There was another celebration at the Indonesian Embassy in London earlier this week. The reason? Indonesia had been successfully re-elected as a council member of the International Maritime Organisation, C category for 2020-2021.
This successful candidacy takes us back to the 2014 presidential campaign, when President Joko “Jokowi” Widodo proclaimed his bright vision to make Indonesia a global maritime fulcrum. One element of this was making Indonesia a leader in maritime diplomacy.
However, Jokowi’s return to office for a second term was met with a lot of criticism and suspicion, and in his campaign speeches he rarely touched about his dreams of turning the country into a global maritime fulcrum. It seemed as if his maritime vision had been forgotten.
Though Jokowi did not touch upon his maritime dreams very much during the campaign, there are at least three key reasons why the ocean may still become an important element of Indonesia’s foreign policy in the next five years.
First, the Indonesian leadership is pushing for Indo-Pacific cooperation, second, its white paper on maritime diplomacy has just been introduced, and third, the issue of maritime boundaries and sovereignty at sea remains to be addressed.
Indonesia has taken the first step in endorsing the Indo-Pacific concept in Asean, and even though it is not a purely Indonesian proposal, it has emphasised the strategic role Asean has played in the Indo-Pacific region.

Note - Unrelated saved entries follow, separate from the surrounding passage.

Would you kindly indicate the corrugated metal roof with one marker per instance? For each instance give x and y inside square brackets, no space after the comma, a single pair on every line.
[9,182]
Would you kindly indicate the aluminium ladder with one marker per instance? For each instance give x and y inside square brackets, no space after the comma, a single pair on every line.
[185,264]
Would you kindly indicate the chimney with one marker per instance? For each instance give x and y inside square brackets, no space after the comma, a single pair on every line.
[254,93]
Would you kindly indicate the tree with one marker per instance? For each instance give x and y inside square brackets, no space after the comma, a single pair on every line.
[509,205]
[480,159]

The Asean outlook on the Indo-Pacific also focuses on the importance of respecting the rule of international law, such as the United Nations Convention on the Law of the Sea. This is very important, especially since the ongoing disputes in the South China Sea are still deemed as threats to the region’s stability.

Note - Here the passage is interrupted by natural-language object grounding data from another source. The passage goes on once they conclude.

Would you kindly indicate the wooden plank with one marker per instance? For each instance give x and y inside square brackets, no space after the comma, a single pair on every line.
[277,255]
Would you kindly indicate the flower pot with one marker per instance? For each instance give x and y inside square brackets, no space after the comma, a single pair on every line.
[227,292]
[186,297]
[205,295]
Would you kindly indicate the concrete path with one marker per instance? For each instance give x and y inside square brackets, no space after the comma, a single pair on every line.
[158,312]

The Indo-Pacific initiative is also crucial in balancing the regional dynamics between major powers such as the United States’ Free and Open Indo-Pacific and China’s Belt and Road Initiative (BRI).
Hence, taking into account the strategic location of Asean, the members of the grouping should also propose their outlook on the Indo-Pacific cooperation.

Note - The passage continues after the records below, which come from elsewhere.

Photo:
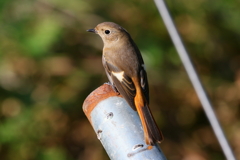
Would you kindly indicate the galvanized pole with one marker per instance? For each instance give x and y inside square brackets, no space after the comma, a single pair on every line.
[118,126]
[194,78]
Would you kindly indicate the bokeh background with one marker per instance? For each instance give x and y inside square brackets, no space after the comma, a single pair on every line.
[49,64]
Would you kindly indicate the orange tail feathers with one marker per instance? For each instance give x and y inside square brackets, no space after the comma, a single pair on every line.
[152,134]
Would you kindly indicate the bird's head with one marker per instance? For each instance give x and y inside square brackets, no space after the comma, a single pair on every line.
[109,32]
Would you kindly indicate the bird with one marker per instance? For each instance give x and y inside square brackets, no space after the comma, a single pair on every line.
[125,69]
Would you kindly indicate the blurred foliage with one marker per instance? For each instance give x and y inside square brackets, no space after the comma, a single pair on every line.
[49,64]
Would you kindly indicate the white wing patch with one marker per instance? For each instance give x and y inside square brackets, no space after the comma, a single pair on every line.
[119,75]
[144,67]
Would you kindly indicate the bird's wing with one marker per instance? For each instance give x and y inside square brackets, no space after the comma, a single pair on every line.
[144,82]
[122,82]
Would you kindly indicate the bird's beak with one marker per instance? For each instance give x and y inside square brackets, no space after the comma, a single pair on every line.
[91,30]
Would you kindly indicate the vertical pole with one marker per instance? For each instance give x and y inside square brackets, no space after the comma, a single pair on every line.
[194,78]
[118,126]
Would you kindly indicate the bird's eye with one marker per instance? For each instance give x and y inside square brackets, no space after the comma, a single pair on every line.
[107,31]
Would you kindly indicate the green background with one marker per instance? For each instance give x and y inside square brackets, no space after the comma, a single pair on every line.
[49,64]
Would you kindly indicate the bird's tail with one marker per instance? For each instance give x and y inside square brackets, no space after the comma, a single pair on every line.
[152,133]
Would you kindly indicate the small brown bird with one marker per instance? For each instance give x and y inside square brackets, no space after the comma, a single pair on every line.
[125,69]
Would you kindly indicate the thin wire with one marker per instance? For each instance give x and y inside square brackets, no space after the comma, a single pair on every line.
[194,78]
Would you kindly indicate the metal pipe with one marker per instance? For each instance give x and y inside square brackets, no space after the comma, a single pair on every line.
[118,126]
[194,79]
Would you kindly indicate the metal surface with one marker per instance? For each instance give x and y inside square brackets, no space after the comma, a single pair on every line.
[194,78]
[118,127]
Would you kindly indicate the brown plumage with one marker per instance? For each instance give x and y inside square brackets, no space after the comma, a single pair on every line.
[125,69]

Secondly, earlier this year, for the first time in Indonesian history, the Coordinating Ministry for Maritime Affairs launched the Indonesia Maritime Diplomacy White Paper, as part of the implementation of the 2017 Indonesia Ocean Policy.
There are four main goals encompassed in the Maritime Diplomacy White Paper, namely the protection of Indonesia’s sovereignty, prosperity and connectivity at sea, regional stability and national capacity.
This will pretty much be the guideline for Indonesian diplomacy.
This maritime diplomacy white paper could be the policy framework and trajectory in implementing any government policy in relation to maritime issues, including foreign policy. Indonesia’s interests at sea are very much to maintain safety and security in the region, including its trilateral cooperation with Singapore and Malaysia in Malacca Strait.
Thirdly, for the last five years, Indonesia’s Ministry of Foreign Affairs has prioritized the maritime boundary delimitation with neighboring countries. This is crucial since un-delimited maritime boundaries with neighbouring countries are often contentious issues.
In 2018, there were some incidents between Indonesia and a neighbour’s law-enforcement agency, as to who had the right to enforce law in the disputed maritime boundaries. This was crucial because not only does this involve sovereignty issues, but also the fishing sector and other resources within the un-delimited area.
Even though the delimitation of maritime boundaries might require a lot of time and negotiations, the Ministry of Foreign Affairs should focus on all unresolved maritime boundaries within the Exclusive Economic Zone, Territorial Seas and Continental Shelf.
Considering those three elements, it is likely that Mr Widodo’s foreign policy for the next five years will still be dominated by maritime issues.
Aristyo Rizka Darmawan is a researcher at the Centre for Sustainable Ocean Policy at Universitas Indonesia and Fellow at the Centre for Politics and Transnationalism at Policylab.